Героическая оборона Пафнутьева монастыря, защитники которого предпочли умереть, нежели предать свое Отечество, внесла свой весомый вклад в преодоление Смутного времени, в победу русского оружия и русского духа. В честь мужества и отваги князя Михаила Волконского и его войска в 1777 г. Указом императрицы Екатерины II был учрежден герб города Боровска, единственный в своем роде. На серебряном поле щита изображено червленое сердце с золотым крестом, окруженное лавровым венком. Серебро символизирует благородство и честь защитников, сердце — верность, любовь к Богу и Родине, крест — веру в победу правды Божией, лавровый венец — знак мужества и отваги героев.
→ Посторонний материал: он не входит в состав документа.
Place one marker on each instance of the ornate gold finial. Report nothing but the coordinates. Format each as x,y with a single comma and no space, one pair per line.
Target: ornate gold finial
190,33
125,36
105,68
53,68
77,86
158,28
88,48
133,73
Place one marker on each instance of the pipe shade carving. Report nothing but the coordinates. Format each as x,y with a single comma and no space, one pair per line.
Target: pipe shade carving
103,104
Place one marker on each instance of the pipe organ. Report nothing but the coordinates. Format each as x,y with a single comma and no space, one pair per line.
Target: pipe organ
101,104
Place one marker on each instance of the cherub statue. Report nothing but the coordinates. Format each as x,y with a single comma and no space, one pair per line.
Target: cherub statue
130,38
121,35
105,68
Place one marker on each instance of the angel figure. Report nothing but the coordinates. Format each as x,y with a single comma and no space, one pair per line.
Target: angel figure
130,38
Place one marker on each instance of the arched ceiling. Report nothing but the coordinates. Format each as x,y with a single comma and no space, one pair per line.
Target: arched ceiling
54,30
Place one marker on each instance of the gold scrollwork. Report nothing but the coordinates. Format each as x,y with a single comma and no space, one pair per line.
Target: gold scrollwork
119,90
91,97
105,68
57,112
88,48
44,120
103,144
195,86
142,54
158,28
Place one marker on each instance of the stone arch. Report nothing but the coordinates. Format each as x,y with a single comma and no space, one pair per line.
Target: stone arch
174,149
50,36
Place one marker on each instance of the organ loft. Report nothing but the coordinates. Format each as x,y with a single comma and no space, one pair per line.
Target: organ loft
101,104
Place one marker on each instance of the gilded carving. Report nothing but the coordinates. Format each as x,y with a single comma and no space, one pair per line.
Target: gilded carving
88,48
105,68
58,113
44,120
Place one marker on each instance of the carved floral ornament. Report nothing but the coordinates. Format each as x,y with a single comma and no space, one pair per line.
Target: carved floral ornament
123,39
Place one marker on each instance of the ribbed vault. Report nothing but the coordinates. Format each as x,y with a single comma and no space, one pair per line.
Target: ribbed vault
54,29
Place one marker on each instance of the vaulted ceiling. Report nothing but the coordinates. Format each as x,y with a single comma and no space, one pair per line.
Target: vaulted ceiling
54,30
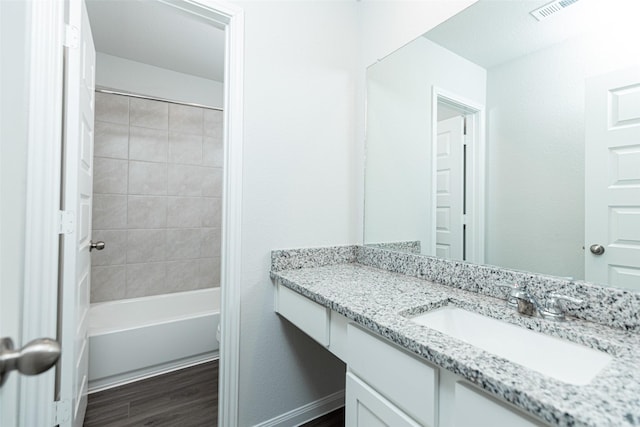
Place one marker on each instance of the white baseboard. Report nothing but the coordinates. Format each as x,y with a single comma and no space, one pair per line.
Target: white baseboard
153,371
306,413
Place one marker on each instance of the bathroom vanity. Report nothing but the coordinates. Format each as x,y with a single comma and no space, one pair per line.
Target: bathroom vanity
367,306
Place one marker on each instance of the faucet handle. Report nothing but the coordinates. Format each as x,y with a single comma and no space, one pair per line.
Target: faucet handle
513,291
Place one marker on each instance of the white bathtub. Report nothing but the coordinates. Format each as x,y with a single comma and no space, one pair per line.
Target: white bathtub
138,338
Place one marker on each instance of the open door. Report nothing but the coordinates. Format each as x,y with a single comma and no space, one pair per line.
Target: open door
612,194
75,262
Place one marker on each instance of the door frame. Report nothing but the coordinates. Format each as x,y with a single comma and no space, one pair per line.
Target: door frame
47,29
475,181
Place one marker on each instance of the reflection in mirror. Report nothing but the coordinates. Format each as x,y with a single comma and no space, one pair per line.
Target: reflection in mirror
549,162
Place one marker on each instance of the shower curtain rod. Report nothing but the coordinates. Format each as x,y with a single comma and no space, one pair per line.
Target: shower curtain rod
153,98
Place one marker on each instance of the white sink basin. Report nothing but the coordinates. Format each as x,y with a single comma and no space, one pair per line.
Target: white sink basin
563,360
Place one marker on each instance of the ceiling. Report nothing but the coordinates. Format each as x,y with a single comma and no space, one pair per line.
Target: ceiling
508,31
156,33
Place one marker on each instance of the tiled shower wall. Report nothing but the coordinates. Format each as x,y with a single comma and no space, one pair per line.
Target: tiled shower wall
157,194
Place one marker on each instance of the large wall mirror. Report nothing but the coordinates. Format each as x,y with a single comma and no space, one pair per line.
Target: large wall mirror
509,135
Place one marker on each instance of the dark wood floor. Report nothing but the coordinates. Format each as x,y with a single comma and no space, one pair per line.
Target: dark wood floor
332,419
185,398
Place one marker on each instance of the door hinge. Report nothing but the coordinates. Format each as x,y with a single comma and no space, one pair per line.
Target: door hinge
61,411
71,36
66,222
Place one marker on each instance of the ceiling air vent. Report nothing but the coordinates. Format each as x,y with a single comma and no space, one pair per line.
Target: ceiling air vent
550,8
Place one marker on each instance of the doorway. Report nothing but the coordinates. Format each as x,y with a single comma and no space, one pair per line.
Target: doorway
37,316
458,184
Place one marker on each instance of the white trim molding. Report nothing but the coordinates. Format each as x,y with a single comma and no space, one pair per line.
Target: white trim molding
307,412
46,25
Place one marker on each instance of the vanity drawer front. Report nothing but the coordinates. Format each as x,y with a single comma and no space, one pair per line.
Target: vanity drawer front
474,407
310,317
408,382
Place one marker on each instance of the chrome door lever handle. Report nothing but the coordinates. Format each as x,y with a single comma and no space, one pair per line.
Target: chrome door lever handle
34,358
98,246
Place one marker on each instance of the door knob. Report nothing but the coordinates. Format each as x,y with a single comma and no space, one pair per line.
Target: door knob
34,358
98,246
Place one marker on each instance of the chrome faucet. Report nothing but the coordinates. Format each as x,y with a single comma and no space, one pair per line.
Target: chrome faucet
526,304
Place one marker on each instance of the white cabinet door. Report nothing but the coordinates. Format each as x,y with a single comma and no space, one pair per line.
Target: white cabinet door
450,189
366,408
612,194
475,408
78,196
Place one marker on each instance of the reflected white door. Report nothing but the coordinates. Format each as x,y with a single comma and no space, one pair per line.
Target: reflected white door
612,194
77,200
450,189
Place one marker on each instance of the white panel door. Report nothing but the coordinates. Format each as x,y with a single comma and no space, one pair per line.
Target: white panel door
364,407
475,408
77,200
612,193
450,188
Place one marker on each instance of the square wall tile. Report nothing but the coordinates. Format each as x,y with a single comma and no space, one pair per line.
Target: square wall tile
213,122
110,175
209,272
184,212
111,140
115,249
146,245
184,180
210,242
183,243
150,145
147,212
145,279
112,108
212,151
108,283
211,212
147,178
109,212
148,113
185,148
211,184
185,119
183,275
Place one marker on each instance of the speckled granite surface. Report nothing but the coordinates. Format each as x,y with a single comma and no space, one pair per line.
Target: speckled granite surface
380,299
412,247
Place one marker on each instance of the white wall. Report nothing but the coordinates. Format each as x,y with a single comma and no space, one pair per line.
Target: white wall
535,187
298,191
398,173
142,79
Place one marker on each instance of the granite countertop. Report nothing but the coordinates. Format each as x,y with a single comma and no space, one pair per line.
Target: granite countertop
380,301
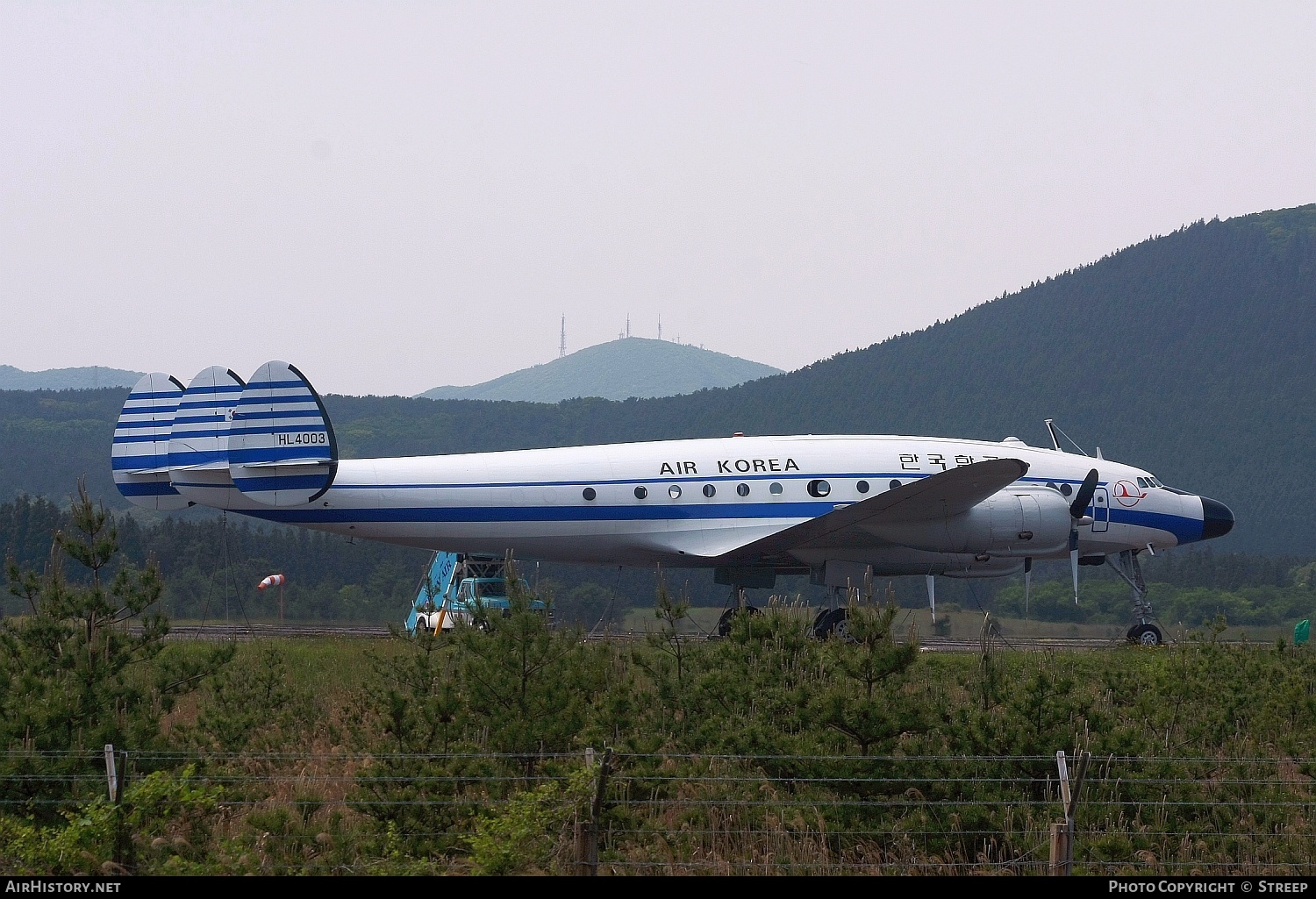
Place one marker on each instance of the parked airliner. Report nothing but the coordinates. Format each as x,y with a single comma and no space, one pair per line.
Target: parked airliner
749,507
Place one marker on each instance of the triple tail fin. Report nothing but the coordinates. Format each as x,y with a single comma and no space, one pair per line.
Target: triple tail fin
282,449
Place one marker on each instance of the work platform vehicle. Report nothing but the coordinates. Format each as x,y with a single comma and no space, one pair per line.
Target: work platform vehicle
461,589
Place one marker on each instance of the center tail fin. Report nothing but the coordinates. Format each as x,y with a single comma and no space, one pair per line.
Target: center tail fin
282,449
199,441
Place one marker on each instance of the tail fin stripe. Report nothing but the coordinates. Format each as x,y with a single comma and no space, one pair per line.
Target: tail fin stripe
139,445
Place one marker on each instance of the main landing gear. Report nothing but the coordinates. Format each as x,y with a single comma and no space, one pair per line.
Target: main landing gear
1142,633
724,624
831,622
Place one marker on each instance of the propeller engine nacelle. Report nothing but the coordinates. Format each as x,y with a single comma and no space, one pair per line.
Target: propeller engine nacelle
1013,523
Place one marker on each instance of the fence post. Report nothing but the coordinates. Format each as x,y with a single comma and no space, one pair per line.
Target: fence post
1060,848
591,848
111,774
1062,832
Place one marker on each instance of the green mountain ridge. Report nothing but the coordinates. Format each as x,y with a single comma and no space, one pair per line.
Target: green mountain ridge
1187,354
618,370
82,378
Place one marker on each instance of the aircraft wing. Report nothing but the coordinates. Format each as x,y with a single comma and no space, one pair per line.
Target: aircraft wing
936,496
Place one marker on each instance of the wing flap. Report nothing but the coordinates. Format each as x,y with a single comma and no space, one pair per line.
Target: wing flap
940,496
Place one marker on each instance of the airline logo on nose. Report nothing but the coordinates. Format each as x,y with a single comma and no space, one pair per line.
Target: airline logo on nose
1128,493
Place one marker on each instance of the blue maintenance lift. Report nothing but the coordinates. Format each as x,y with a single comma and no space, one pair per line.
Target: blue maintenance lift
457,589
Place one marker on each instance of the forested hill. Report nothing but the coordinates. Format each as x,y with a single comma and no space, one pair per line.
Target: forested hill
1189,354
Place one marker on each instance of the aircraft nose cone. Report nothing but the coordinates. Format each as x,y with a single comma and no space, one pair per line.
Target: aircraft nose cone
1216,519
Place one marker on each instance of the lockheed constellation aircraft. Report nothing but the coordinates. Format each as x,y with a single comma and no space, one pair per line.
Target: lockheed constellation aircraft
749,507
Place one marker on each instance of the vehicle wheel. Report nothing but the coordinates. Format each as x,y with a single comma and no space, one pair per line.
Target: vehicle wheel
1145,635
724,624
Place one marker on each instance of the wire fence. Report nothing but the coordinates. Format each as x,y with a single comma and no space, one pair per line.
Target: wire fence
674,814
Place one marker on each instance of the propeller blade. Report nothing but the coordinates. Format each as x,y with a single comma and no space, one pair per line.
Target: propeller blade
1074,569
1028,582
1084,496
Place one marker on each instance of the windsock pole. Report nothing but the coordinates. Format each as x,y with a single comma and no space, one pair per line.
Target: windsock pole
274,580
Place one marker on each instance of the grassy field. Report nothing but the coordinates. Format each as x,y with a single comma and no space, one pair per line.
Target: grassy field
963,625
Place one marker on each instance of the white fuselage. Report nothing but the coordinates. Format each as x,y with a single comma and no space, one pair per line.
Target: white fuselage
691,502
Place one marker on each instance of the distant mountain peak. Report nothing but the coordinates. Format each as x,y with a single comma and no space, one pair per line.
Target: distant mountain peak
618,370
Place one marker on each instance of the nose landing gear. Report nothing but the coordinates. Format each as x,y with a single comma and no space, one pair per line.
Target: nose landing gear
1145,635
1142,633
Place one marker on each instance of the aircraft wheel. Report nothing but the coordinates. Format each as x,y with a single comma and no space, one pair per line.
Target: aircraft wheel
832,623
1145,635
724,624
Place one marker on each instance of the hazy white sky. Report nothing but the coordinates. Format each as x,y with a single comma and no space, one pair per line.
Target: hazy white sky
395,196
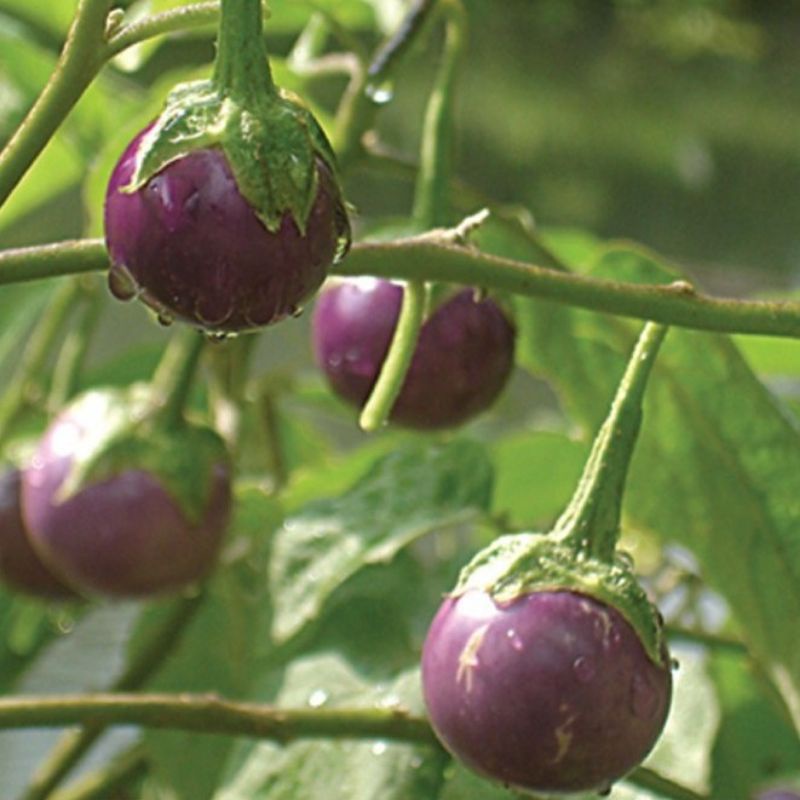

В 2010 году Пафнутьев монастырь отметил 400-летие героической обороны от польско-литовских захватчиков и войск самозванца. На месте погребения защитников монастыря и всех безвинно пострадавших в Пафнутьеве монастыре был воздвигнут четырехметровый резной крест из белого камня (автор А.В.Есинский). Мощные монументальные очертания креста словно свидетельствуют о нерушимости православной веры. На обороте креста читаются слова из Евангелия: «Нет больше той любви, как если кто положит душу свою за други своя».
Князю-воеводе Михаилу Волконскому не суждено было победить в этом сражении, враг оказался сильнее, но это поражение воссияло в сердцах потомков светом победы духовной над грехом измены и бесчестия, отяготившим Русскую землю в страшные годы Смутного времени.